I was looking at the docs of TensorFlow about **tf.nn.conv2d** here. But I can't understand what it does or what it is trying to achieve. It says on the docs,

# 1: Flattens the filter to a 2-D matrix with the shape

[filter_height * filter_width * in_channels, output_channels].

Now, what does that do? Is that element-wise multiplication or just plain matrix multiplication? I also could not understand the other two points mentioned in the docs. I have written them below :

# 2: Extracts image patches from the input tensor to form a virtual tensor of shape

[batch, out_height, out_width, filter_height * filter_width * in_channels].

# 3: For each patch, right-multiplies the filter matrix and the image patch vector.
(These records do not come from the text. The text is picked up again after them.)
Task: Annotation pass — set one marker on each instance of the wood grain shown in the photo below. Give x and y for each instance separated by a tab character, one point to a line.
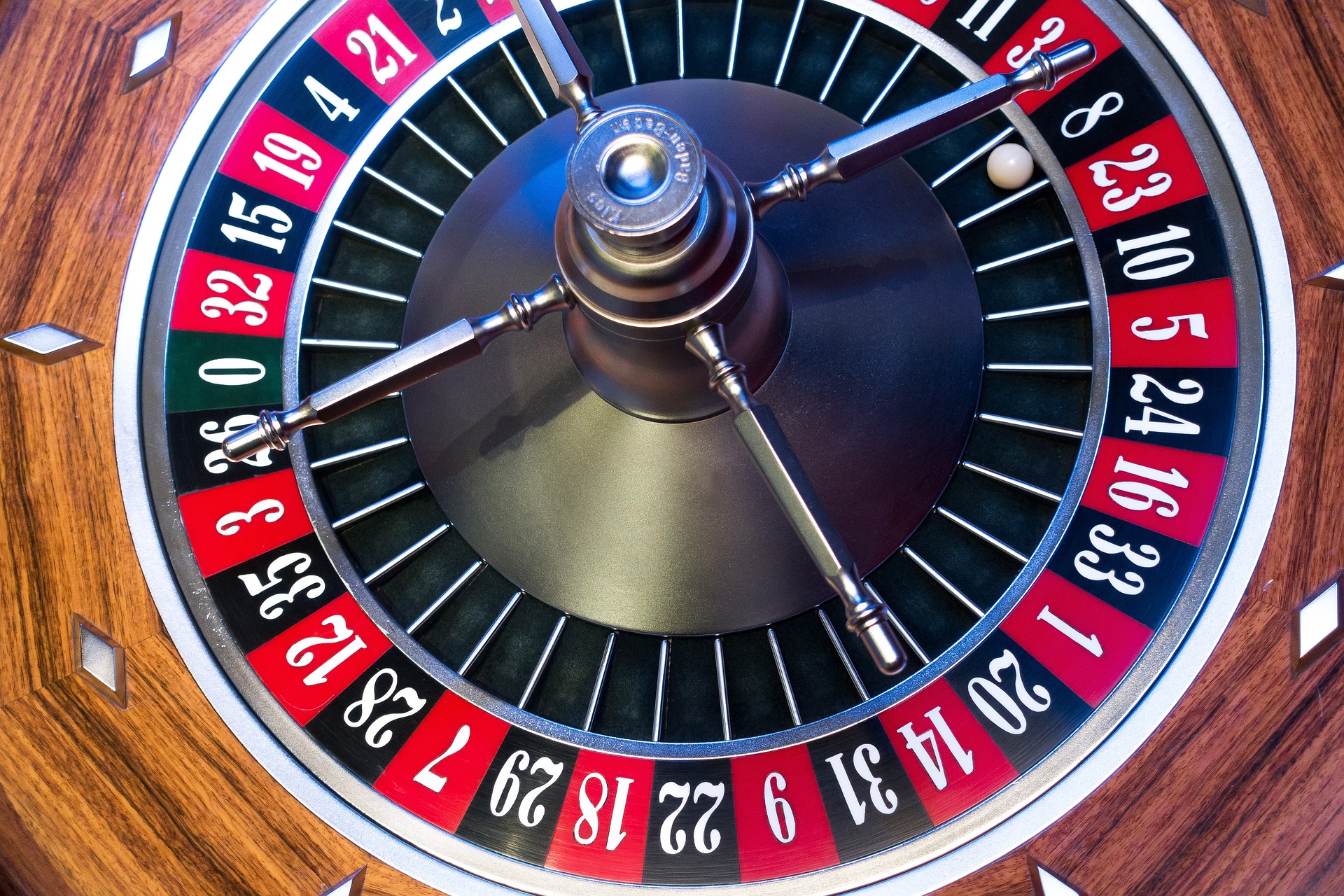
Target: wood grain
1237	793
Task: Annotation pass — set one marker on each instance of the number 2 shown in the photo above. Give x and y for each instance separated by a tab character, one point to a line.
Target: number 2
362	42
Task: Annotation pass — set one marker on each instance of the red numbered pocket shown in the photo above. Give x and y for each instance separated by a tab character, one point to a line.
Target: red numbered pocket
273	153
1145	172
1164	489
1082	640
440	769
370	39
1193	326
783	827
1056	24
923	11
948	755
219	295
234	523
319	657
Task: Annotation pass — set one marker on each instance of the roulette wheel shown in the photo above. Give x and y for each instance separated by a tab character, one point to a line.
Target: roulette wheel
792	535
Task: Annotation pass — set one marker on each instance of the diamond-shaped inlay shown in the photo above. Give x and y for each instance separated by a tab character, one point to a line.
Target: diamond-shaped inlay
100	660
353	886
1316	625
1047	883
152	52
1334	279
48	344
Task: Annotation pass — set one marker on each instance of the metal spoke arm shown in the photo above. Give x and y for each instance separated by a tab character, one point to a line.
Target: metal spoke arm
866	614
452	346
559	57
866	149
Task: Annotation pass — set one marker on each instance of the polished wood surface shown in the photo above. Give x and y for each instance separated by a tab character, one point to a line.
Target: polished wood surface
1237	793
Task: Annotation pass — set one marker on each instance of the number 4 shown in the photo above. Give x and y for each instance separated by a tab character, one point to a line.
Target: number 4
330	102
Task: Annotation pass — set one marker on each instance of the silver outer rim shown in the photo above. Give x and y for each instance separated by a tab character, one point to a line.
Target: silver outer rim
992	843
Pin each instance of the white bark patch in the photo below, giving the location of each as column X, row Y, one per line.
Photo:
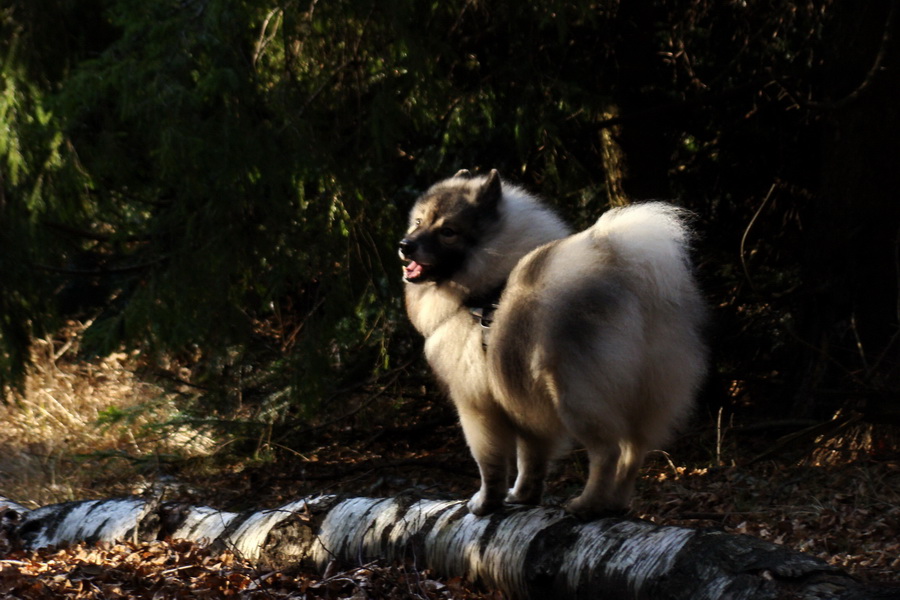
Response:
column 98, row 520
column 203, row 524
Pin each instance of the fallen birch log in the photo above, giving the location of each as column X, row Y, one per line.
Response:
column 524, row 552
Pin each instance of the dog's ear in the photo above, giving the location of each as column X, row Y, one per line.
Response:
column 490, row 192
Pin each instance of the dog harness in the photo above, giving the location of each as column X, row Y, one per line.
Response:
column 482, row 309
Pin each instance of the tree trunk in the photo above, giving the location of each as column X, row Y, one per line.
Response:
column 524, row 552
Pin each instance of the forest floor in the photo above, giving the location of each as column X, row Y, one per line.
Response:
column 88, row 431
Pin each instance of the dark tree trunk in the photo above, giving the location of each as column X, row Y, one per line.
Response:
column 850, row 317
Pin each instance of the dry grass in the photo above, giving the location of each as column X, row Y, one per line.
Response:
column 61, row 439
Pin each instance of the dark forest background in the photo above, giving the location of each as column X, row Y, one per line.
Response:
column 221, row 185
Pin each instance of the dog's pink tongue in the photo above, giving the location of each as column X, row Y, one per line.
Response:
column 412, row 270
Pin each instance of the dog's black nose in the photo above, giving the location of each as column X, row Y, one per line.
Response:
column 407, row 246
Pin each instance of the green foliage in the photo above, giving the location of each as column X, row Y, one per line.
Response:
column 221, row 183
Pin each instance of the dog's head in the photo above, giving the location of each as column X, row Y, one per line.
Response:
column 446, row 222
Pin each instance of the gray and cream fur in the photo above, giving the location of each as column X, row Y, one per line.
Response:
column 596, row 340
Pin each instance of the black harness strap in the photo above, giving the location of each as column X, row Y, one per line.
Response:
column 482, row 309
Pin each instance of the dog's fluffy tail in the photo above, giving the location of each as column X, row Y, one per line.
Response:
column 652, row 237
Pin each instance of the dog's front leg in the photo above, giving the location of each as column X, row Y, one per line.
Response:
column 492, row 440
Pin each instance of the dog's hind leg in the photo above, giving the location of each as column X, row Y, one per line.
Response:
column 532, row 459
column 600, row 492
column 492, row 441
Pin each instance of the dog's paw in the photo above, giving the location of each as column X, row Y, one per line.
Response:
column 480, row 506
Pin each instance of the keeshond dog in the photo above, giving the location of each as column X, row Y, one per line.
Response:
column 595, row 339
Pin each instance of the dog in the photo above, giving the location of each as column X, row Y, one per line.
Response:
column 594, row 337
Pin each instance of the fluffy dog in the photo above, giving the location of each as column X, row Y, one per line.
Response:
column 595, row 339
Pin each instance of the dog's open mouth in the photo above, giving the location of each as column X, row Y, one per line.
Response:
column 415, row 272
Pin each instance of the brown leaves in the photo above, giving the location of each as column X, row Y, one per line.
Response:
column 183, row 570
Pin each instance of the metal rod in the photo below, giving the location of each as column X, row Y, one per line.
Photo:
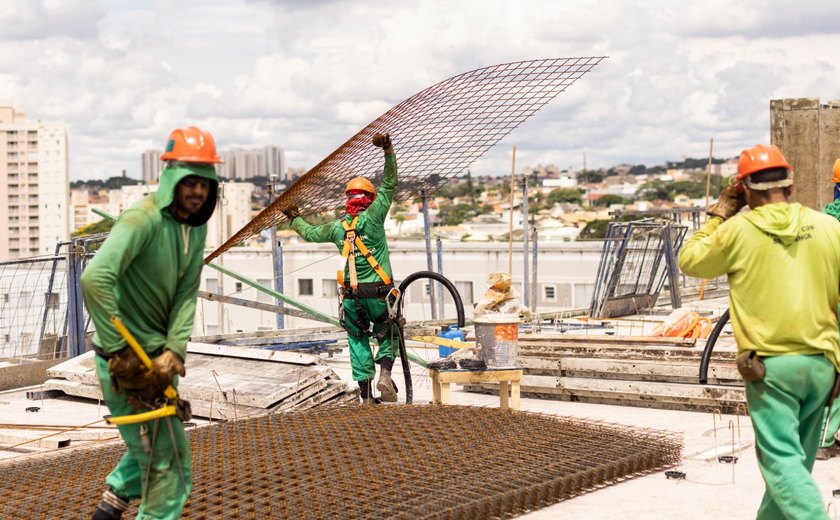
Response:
column 534, row 273
column 510, row 215
column 709, row 174
column 275, row 294
column 525, row 278
column 258, row 305
column 439, row 245
column 427, row 232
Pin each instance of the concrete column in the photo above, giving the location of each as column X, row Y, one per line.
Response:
column 808, row 133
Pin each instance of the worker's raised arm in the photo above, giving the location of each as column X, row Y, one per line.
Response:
column 378, row 210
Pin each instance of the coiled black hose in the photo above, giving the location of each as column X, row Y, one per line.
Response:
column 459, row 307
column 710, row 345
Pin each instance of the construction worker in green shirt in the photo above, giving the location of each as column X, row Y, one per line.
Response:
column 147, row 274
column 829, row 446
column 366, row 281
column 783, row 264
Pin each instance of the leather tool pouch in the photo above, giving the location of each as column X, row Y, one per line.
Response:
column 750, row 366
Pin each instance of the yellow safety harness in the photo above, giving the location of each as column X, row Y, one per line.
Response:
column 353, row 245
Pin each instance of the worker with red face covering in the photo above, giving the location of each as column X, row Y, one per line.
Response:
column 366, row 280
column 147, row 274
column 783, row 264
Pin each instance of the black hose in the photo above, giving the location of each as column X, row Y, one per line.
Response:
column 459, row 306
column 710, row 345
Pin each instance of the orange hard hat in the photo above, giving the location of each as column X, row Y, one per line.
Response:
column 192, row 145
column 360, row 184
column 759, row 158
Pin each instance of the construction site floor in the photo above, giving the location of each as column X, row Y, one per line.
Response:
column 710, row 489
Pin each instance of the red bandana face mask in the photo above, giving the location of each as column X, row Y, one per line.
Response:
column 357, row 202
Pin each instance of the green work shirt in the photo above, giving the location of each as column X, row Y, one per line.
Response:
column 148, row 270
column 370, row 227
column 783, row 265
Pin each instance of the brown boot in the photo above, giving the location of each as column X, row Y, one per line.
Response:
column 385, row 385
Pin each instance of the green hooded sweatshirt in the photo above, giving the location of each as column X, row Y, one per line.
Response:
column 783, row 265
column 148, row 270
column 370, row 227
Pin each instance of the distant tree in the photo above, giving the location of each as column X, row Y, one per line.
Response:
column 102, row 226
column 608, row 200
column 594, row 230
column 115, row 183
column 571, row 196
column 590, row 176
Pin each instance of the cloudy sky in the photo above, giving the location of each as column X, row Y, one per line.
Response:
column 308, row 74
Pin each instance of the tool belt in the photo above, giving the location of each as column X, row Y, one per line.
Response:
column 750, row 366
column 366, row 290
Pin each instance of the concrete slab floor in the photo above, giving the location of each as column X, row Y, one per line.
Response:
column 711, row 489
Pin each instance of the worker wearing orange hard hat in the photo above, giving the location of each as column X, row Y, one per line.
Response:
column 366, row 282
column 147, row 274
column 783, row 264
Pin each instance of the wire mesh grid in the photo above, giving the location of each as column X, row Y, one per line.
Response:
column 437, row 133
column 36, row 296
column 634, row 260
column 401, row 461
column 33, row 305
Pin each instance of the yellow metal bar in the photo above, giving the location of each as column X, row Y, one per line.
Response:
column 129, row 338
column 124, row 332
column 444, row 342
column 158, row 413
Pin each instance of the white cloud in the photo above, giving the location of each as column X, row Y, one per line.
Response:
column 308, row 75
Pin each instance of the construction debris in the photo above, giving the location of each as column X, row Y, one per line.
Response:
column 445, row 462
column 626, row 370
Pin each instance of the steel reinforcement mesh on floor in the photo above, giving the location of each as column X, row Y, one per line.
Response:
column 398, row 461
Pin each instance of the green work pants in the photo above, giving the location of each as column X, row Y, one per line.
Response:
column 786, row 409
column 833, row 425
column 166, row 493
column 361, row 357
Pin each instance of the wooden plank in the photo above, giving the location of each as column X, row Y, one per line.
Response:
column 453, row 376
column 637, row 370
column 649, row 394
column 280, row 356
column 606, row 339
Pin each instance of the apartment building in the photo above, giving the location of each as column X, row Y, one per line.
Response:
column 34, row 185
column 241, row 164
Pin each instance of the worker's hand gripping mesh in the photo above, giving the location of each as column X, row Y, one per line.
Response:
column 437, row 133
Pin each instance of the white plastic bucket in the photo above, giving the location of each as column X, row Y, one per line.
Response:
column 497, row 337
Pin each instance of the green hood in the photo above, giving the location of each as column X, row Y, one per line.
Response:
column 780, row 220
column 172, row 175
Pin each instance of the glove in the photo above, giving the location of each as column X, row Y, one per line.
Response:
column 383, row 141
column 291, row 213
column 728, row 204
column 128, row 372
column 166, row 366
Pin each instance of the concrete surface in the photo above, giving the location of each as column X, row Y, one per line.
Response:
column 710, row 489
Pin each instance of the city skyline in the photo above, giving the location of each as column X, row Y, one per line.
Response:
column 307, row 76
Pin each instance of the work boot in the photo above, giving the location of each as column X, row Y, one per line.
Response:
column 111, row 508
column 385, row 385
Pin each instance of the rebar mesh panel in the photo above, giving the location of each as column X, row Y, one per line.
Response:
column 634, row 263
column 401, row 461
column 437, row 133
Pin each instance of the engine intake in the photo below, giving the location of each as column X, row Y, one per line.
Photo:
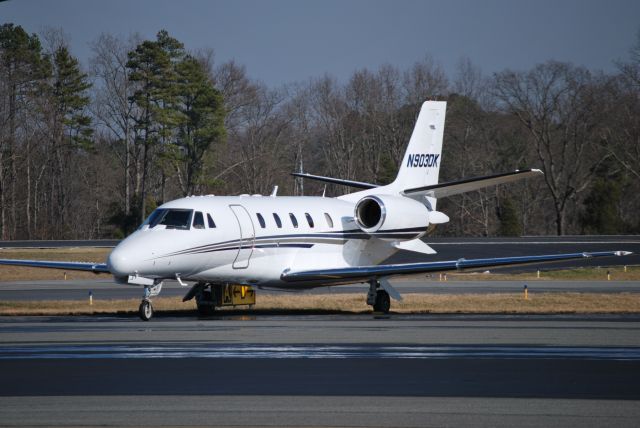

It would be really helpful if anyone could give an example, a piece of code (extremely helpful) maybe and explain what is going on there and why the operation is like this.

I've tried coding a small portion and printing out the shape of the operation. Still, I can't understand.

I tried something like this:

Code:

op = tf.shape(tf.nn.conv2d(tf.random_normal([1,10,10,10]),

tf.random_normal([2,10,10,10]),

strides=[1, 2, 2, 1], padding='SAME'))

with tf.Session() as sess:

result = sess.run(op)

print(result)

I understand bits and pieces of convolutional neural networks. I studied them here. But the implementation of TensorFlow is not what I expected. So it raised the question.